Deuxième critère : Toute reconnaissance d'un élément de réalité implique également de le poser - en même
temps - dans un rapport à d'autres éléments de réalité et dans sa propre singularité. Pour identifier quelque
chose, nous devons le relier à un concept, à une idée qui justement permet son identification. Mais la charge
de réalité ne vient pas seulement de cette reconnaissance d'une idée. Elle vient également d'une capacité à
identifier l'élément de réalité dans sa particularité. Lorsque je mets en évidence un élément de réalité, ce n'est
pas une forme générale, une catégorie ou un type abstrait que j'appréhende, mais un objet particulier : "cet
objet-ci et pas un autre". Autrement dit, lorsque nous attribuons une charge de réalité à quelque chose, c'est
toujours au sein d'une tension entre l'universel et le singulier, l'universel étant cette dimension qui nous aide à
comprendre l'élément de réalité et le singulier étant cette autre dimension qui signe sa particularité. On
pressent ici toute la richesse que peut avoir le concept de brisure spontanée de symétrie.

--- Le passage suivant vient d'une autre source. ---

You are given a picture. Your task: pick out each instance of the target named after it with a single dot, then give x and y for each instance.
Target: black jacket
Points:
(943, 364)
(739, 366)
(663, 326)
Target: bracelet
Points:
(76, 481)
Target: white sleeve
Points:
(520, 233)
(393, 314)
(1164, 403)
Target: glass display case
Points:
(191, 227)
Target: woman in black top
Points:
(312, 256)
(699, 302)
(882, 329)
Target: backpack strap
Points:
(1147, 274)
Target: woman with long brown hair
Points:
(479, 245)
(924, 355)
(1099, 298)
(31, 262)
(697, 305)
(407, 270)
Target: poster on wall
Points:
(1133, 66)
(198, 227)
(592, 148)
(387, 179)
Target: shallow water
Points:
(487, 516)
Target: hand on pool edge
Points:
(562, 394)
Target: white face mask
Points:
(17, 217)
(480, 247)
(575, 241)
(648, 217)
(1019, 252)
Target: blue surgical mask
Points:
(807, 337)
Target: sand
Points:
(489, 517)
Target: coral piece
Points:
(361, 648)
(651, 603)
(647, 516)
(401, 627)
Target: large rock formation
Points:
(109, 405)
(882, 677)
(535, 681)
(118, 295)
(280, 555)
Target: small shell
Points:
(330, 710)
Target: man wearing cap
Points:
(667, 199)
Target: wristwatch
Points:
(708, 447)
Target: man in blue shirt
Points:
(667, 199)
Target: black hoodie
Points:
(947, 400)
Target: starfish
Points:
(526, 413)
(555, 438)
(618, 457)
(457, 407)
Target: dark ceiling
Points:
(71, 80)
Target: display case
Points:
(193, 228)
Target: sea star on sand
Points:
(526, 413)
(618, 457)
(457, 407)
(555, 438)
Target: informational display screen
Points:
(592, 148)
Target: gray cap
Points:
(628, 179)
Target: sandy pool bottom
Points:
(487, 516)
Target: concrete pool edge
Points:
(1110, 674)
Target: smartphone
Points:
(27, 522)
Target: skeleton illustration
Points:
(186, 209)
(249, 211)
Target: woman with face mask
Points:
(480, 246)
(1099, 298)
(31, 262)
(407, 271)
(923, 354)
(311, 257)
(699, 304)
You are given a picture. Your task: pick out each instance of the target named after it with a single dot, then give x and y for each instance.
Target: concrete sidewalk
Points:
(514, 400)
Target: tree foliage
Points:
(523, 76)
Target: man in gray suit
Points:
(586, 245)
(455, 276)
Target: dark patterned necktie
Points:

Conclusion : les mathématiques qui sont orientées vers la recherche de relations caractérisées par de
riches classes d'invariants semblent être les mieux adaptées à la physique et ce sont d'ailleurs celles qui y
contribuent de façon essentielle. Ces mathématiques prolongent en quelque sorte le processus qui est déjà à
l'ouvre dans la perception ordinaire, c'est-à-dire la reconnaissance des éléments de réalité autour de nous.
Et lorsque la réalité se dérobe à notre regard, comme c'est le cas pour le monde microscopique, les
mathématiques "significatives" nous en offrent encore une intuition par la puissance d'un langage riche en
invariants. L'efficacité indiscutable, étonnante et bien réelle des mathématiques "évoluées" en physique des
particules ou en cosmologie n'est donc sans doute pas le fruit d'un pur miracle ou d'une harmonie préétablie.
Mais le véritable mystère réside dans l'origine de cette capacité que possède le langage mathématique à
produire des structures riches en invariants, autrement dit des symétries généralisées. Comme la solution de
ce problème ne peut certainement pas s'obtenir en partant d'une philosophie toute faite, je vous laisse réfléchir,
par vous-même, à ce qu'elle pourrait être.